OpenAI has recently unveiled two research outcomes related to AI agents, namely the agent testing benchmark MLE-Bench and the multi-agent coordination framework Swarm. The announcements from OpenAI have garnered significant attention and discussion, redirecting the focus back to agents capable of self-analysis, planning, decision-making, and execution.
In fact, the AI application field has made substantial progress in the agent domain this year, particularly in the maturation of model function calling capabilities and agent frameworks. The function calling ability of models is crucial for agents to analyze problems independently and perform actual tasks, assisting agents in accurately completing tasks such as sending emails, submitting documents, and placing orders through price comparison.
In this regard, the University of California, Berkeley, proposed the BFCL testing leaderboard this year, assessing the function calling capabilities of models from multiple dimensions, including Single Turn and Multi Turn, Non-Live and Live, AST summarization and Exec summarization, hallucination evaluation, model cost, and latency.

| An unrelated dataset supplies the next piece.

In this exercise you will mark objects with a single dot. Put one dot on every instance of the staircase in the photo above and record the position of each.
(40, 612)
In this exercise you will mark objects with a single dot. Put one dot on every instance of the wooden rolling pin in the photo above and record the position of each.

The testing difficulty of this leaderboard is quite high; for instance, the test results for OpenAI's GPT-4 series models, Anthropic's Claude-3.5 series models, and Google's Gemini-1.5 series models only scored in the mid-50s at best.
Advertisement
However, the American AI company Writer recently announced that its newly released Palmyra X 004 model achieved a high score of 78. Writer has significantly enhanced the new model's ability to call external databases and applications and take actions, acquire SKU data and integrate it with the built-in RAG automatically, code generation and deployment capabilities, and structured output and execution capabilities (including emails, CRM, XML, logs, etc.), thereby markedly strengthening the function calling ability.
Although this preliminary result has not yet officially entered the BFCL testing leaderboard, it has already indicated that to further improve function calling ability, it involves not only the model itself but also a deeper understanding of actual application development and real business scenarios.
At the same time, various automation frameworks for agents have had some early practices, mainly focusing on tool frameworks and coordination processes that help models understand the environment, plan reasoning, and execute tasks.For instance, in this OpenAI MLE-Bench, to evaluate the capabilities of agents on machine learning engineering tasks, OpenAI has focused on analyzing the AIDE framework developed by WecoAI, the MLAB framework proposed in the MLAgentBench project, and the OpenHands framework developed by multiple institutions.
With the gradual advancement of function call capabilities and agent automation frameworks, various specialized agent companies have emerged in recent years.
Felicis Ventures, an established investment firm that has invested in many AI companies, recently took stock of agents in various vertical fields and functional directions, and representative companies have emerged.
For example, in the customer service field, there is Sierra; in the sales field, there is 11x; in the marketing field, there is Jasper; in the recruitment field, there is Mercor; in the legal field, there is Harvey; in the operations field, there is Brevian; in the compliance field, there is Norm AI; in the tax field, there is taxgpt; and in the real estate field, there is reAlpha.
In practice, there are many more AI agents in related fields and other industries, showing a trend of a hundred flowers blooming. In this wave of AI, AI applications will not be limited to chatbots; agents may be a more suitable product form and payment model.